Sloan is a good quarterback, but Namath is a great one. At word of Namath's injury, Alabama dropped from a six-to a three-point favorite. In Texas the price dropped to even money.

The pressure clearly had shifted now to the Alabama defense, which had been exciting Bryant the wrong way all season and especially in the last two games when it permitted, by Bryant standards, huge spreads of yardage to running attacks. At a team meeting at the Seaview Hotel on New Year's Eve, Bryant inserted a psychological hypodermic. He said he had asked NBC to introduce the defensive players on TV instead of the offense. "The defense," he said, "will have to win this one."

On the morning of the game, Royal sat in the lobby of the Bal Harbor Hotel, winking and waving to Texas friends as he paused between conversations. The Bal Harbor is next door to and five stories smaller than the Seaview. The height of the buildings may be the one difference between the two men and their teams. Royal and Bryant are close friends and there is little to separate them in their coaching techniques. "Darrell is just about as tough as The Bear," says a Texas man, "but he smiles more." Royal said he heard from Bryant when the Orange Bowl pairing was made. "He told me he had a small team that was slow, but it also had a lot of injuries." Royal would have told Bryant just as much.

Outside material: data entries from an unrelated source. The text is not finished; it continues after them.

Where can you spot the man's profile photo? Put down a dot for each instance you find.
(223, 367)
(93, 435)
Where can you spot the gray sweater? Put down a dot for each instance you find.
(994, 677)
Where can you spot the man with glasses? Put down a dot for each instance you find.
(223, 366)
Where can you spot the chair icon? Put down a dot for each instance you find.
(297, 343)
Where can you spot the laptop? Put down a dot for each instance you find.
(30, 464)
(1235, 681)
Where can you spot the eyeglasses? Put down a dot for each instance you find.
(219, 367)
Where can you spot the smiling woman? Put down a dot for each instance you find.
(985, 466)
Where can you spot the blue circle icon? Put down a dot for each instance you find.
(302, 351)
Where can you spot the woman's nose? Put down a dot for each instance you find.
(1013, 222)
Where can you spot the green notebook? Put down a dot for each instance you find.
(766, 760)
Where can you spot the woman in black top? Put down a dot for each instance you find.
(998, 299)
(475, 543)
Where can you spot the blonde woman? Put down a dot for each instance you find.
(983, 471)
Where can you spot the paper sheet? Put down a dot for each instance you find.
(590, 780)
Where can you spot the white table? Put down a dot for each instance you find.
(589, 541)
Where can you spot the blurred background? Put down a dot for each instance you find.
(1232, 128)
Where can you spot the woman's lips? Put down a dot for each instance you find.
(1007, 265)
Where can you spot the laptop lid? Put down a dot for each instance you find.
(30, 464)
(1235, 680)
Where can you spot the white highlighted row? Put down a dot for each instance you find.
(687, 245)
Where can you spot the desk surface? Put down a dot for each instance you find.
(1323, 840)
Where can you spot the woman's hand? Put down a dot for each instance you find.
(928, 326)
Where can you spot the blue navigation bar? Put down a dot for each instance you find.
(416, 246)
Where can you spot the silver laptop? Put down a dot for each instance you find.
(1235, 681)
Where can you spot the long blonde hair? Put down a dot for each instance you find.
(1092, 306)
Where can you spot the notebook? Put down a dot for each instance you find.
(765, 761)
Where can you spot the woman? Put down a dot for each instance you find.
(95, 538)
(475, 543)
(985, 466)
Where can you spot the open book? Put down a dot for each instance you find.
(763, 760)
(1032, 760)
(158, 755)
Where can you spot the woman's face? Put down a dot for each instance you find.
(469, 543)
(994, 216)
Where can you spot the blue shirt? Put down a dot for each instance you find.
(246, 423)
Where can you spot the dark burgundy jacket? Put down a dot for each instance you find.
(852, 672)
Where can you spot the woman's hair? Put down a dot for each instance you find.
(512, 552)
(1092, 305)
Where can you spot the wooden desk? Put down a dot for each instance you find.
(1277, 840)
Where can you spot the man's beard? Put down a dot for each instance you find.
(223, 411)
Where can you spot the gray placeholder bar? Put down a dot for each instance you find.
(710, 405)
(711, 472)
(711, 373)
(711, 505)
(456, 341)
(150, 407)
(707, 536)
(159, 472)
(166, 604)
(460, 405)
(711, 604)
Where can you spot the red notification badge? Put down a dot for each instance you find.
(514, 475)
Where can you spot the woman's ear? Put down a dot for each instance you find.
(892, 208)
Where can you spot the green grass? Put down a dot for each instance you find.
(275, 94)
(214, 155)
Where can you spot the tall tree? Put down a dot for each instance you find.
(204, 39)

There had been no New Year's Eve partying for either coach, nor for their staffs, and especially not for their players. Royal said restrictions were not rigidly enforced, "but, then, if these were the type boys we had to worry about they wouldn't be here. They'd be home watching television. I'll tell you something: there's no company or party that's going to mean much to any of us if we get our tails whipped."

To consider the unrealities of the Orange Bowl game itself, it is wise to consider the airy qualities of the fantasyland in which it is played. Miami fancies itself the sun center of the universe, but the game was played at night—the first bowl game ever played at night—as a special courtesy to the National Broadcasting Company. NBC paid $600,000 for the courtesy. The staging was magnificent; there were rockets and fireworks and a multiplicity of bands. Fresh oranges were carefully Scotch-taped to the orange trees in the east end zone, and bathing beauties lounged on coral rocks, waiting, presumably, to retrieve field-goal attempts.